O günden sonra okula çocukları göndermeye belki yanaşırlar diye düşünüyordum. Çünkü küçücük köyde herkesin benim hakkımda konuştuğunu duyabiliyordum. Kadınlar gizli gizli tebrik ediyor, erkekler ise ben duymadan fısır fısır arkamdan “helal olsun öğretmene” diyorlardı. Ancak işler pek tahmin ettiğim gibi gitmedi. Okulun ikinci haftasındaydık ve ben sınıfta sadece dört öğrenci ile ders yapıyordum. Okul penceresinden dışarı baktığımda çamaşır asmaya giden kız çocuklarını, odun kıran minik öğrencilerimi görüyordum. Hatta bazıları küçücük boyu ile kardeşinin elini tutmuş tarlayı biçmeye gidiyordu. Bu durum gönlümün tüm noktalarında yaralar açılmasına sebep oldu. Beni gördüklerinde selam vermeye başlamışlardı ancak çocuklarını emanet etmekten geri kalıyorlardı. Çocukların evde, tarlada dışarda daha çok işe yarayacağını düşünüp alacakları eğitimi küçümsüyorlardı. “Aman matematik ne işe yarayacak!” diye bilmiş bilmiş konuşuyorlardı.

Oysa ben bu okulun kapısından içeri girmek isteyen çok fazla fidanımın olduğunu biliyordum.

Bir cumartesi günü evde divanıma serilmiş, elimde kitabım ile meşgul iken kapım çalındı. Muhtarın karısı Figen teyzedir diye düşündüm içimden. Sağ olsun pişirdiği yemeği getirmeyi hiç ihmal etmezdi bana. Kapıyı sıcak bir çorbanın umudu ile açtım, ancak karşımda köyün kadınları duruyordu. İlk başta anlayamadım, bir sürü kadın gözlerini dikmiş bana bakıyor; geliş sebeplerini bile söylemeden ağzımdan çıkacak lafı bekliyor gibiydiler. “Hayırdır buyurun?” dedim. “İçeri davet etmeyecek misin öğretmen hanım?” dedi yaşlısından Neriman teyze. Utanarak “ah tabii ki, kusura bakmayın şaşkınlıktan.” diyerek içeri buyur ettim onları. Küçücük oda bir anda sıcacık olmuştu nefeslerden. Hepsine oturacak bir yer ayarladıktan sonra kendim ortalarında olacak şekilde ayakta dikeldim. “Hoş geldiniz tekrardan, ancak merak içerisindeyim şu an. Hayırlı bir şey söylemeye geldiniz inşallah.” dedim. “Hayır hayır öğretmen hanım korkutmayalım seni.” dediler.

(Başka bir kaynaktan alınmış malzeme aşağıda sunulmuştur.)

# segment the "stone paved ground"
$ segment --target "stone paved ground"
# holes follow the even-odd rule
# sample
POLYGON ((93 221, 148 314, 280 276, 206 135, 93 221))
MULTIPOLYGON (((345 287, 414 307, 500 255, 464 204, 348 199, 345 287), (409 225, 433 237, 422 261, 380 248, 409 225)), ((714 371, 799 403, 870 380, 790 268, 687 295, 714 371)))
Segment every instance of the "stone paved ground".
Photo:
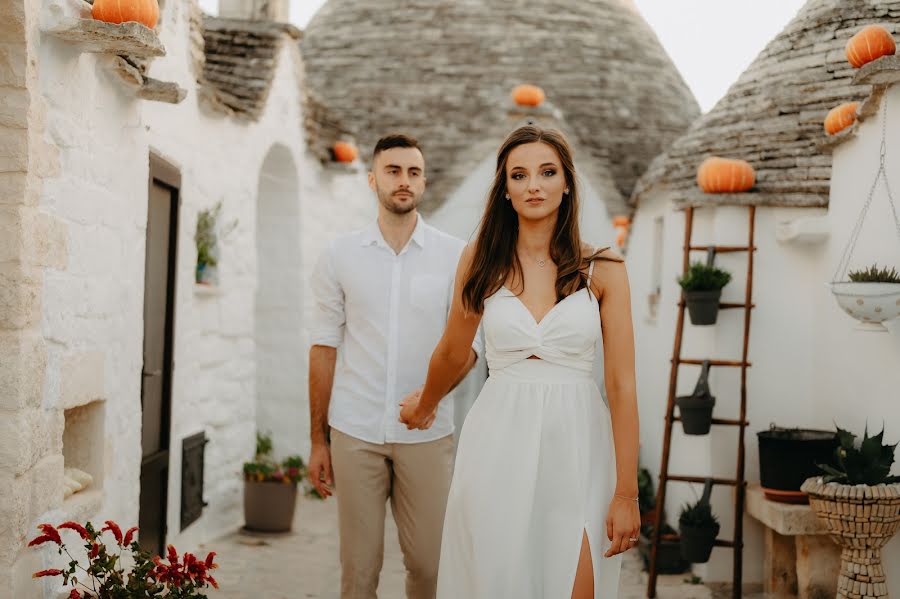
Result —
MULTIPOLYGON (((210 593, 210 599, 340 598, 337 513, 333 499, 325 502, 301 499, 294 530, 289 534, 257 536, 238 532, 201 549, 201 553, 218 552, 216 561, 221 565, 216 576, 221 590, 210 593)), ((641 569, 637 551, 626 554, 619 599, 645 596, 647 575, 641 569)), ((378 596, 403 599, 403 576, 397 528, 389 517, 378 596)), ((685 575, 661 576, 657 593, 660 599, 719 599, 720 593, 703 585, 686 584, 685 578, 685 575)))

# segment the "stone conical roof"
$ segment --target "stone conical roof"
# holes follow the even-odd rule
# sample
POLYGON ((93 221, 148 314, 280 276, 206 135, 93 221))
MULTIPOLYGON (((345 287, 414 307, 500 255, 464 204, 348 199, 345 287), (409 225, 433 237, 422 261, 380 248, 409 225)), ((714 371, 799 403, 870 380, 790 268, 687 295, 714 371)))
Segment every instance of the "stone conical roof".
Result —
POLYGON ((738 203, 827 206, 831 155, 823 149, 823 121, 843 102, 864 100, 854 85, 847 41, 865 25, 900 31, 900 0, 810 0, 731 86, 653 161, 632 203, 665 194, 679 204, 738 203), (756 169, 754 191, 703 194, 697 167, 708 156, 747 160, 756 169))
MULTIPOLYGON (((301 48, 310 101, 340 125, 326 130, 354 136, 364 157, 386 133, 420 139, 426 211, 483 159, 468 150, 508 127, 517 84, 545 90, 587 161, 613 177, 619 197, 609 202, 623 209, 652 158, 699 114, 629 0, 329 0, 301 48)), ((333 140, 309 130, 326 156, 333 140)))

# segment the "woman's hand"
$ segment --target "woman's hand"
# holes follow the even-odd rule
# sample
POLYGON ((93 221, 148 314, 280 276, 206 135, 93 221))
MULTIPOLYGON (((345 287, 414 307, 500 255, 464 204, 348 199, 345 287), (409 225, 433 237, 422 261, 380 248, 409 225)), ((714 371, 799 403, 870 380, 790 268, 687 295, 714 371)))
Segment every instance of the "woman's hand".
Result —
POLYGON ((612 541, 605 557, 612 557, 636 547, 641 531, 641 512, 634 499, 616 495, 606 516, 606 536, 612 541))
POLYGON ((437 416, 437 409, 431 414, 423 414, 419 408, 419 400, 422 399, 422 389, 417 389, 403 398, 400 402, 400 422, 406 425, 409 430, 420 429, 426 430, 434 424, 437 416))

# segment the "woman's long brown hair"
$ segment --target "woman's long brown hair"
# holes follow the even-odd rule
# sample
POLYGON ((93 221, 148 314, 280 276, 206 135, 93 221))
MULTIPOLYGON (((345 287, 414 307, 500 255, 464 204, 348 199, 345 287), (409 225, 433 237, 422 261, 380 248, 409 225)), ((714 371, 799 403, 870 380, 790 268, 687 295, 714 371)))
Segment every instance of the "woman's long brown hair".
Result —
POLYGON ((519 238, 519 215, 506 199, 506 163, 509 154, 518 146, 529 143, 545 143, 559 155, 569 193, 563 196, 556 219, 556 229, 550 240, 550 259, 557 266, 556 299, 561 301, 587 284, 585 268, 595 258, 616 260, 599 256, 584 256, 581 234, 578 229, 579 195, 575 178, 572 150, 562 133, 542 129, 534 125, 519 127, 513 131, 497 153, 497 171, 488 195, 487 206, 481 217, 478 236, 475 239, 475 255, 463 285, 462 299, 466 310, 478 314, 484 311, 484 300, 500 289, 510 273, 514 279, 524 282, 522 263, 516 253, 519 238))

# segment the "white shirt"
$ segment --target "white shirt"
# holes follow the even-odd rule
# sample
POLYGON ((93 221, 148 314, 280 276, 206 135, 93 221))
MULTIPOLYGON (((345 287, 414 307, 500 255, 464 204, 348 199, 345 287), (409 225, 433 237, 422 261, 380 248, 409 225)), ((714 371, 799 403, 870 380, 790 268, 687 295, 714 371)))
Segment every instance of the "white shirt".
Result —
MULTIPOLYGON (((400 401, 425 383, 447 324, 453 279, 465 243, 418 217, 395 254, 377 222, 335 239, 312 277, 312 345, 340 348, 328 424, 369 443, 421 443, 453 433, 444 398, 428 430, 407 430, 400 401)), ((472 346, 482 354, 481 337, 472 346)))

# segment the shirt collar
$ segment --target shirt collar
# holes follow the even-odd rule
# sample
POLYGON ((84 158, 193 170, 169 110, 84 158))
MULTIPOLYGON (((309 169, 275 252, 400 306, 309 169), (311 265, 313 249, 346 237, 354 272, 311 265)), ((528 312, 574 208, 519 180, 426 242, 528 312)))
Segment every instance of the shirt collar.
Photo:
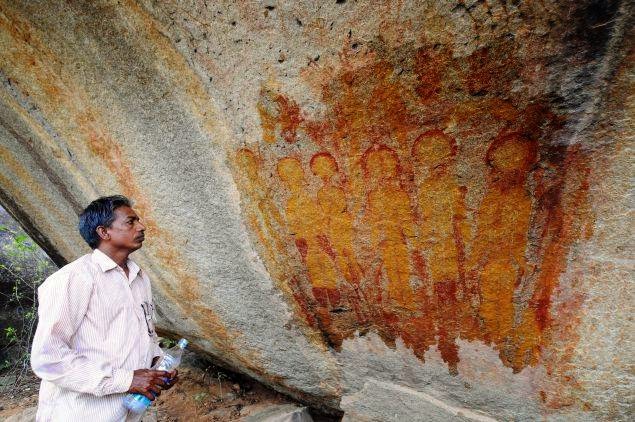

Aralarında konuşması diğerlerine göre daha akıcı olan Naciye abla söze girişti: “Öğretmen Hanım, biz çocuklarımızın okula gelmesini istiyoruz. Başkasının çocuğu okuyor tabip oluyor, muallime oluyor, çıkıp mahkeme salonlarında avukat oluyor. Ya bizim evladımızın neyi eksik? Taa dağların arkasından geldin buraya, senin fikirlerinle çiçek ettin okulumuzu. Niye gitmesinmiş bu çocuklar okula? İş dediğin nedir ki birlik olup yaparız biz her şeyi, yeter ki bizim gibi olmasın çocuklarımız, okusun insan olsunlar.” Bir diğeri: “Tabii ya ev işi dediğin nedir ya? Bir kap yemek, üç kere süpürmek, bir çamaşırla biter. Evde Emine olmasa yapamaz mıyım bu işleri, yaparım elbet. Kızım okusun yeter bana.” Ve sonra her kafadan ses yükseldi. “Herhalde, yaparız tabii.” “Okusunlar, insan olsunlar.” “Yeter ki okusunlar biz yaparız.” “Kesinlikle öyle!”

Uğultuyu bastırmak için “Hanımlar hanımlar!” dedim. “Bu dert benim gönlümde çocuklarınız ait olduğu yerde, sıralarında olmadığı ilk günden beri yara. Her gün düşünüyor ve bununla uyuyup bununla kalkıyorum. Günlerce ne yapabiliriz diye düşündüm fakat aklıma hiçbir şey gelmedi. Size gelmeyi düşündüm fakat eşlerinizin yanında olursunuz ya da zor duruma düşersiniz diye çekindim doğrusu.” dedim. Hanımlardan biri: “Öğretmen hanım bizim bir planımız var, işe yarar mı bilmiyorum ama yararsa hayırlı olur.” dedi.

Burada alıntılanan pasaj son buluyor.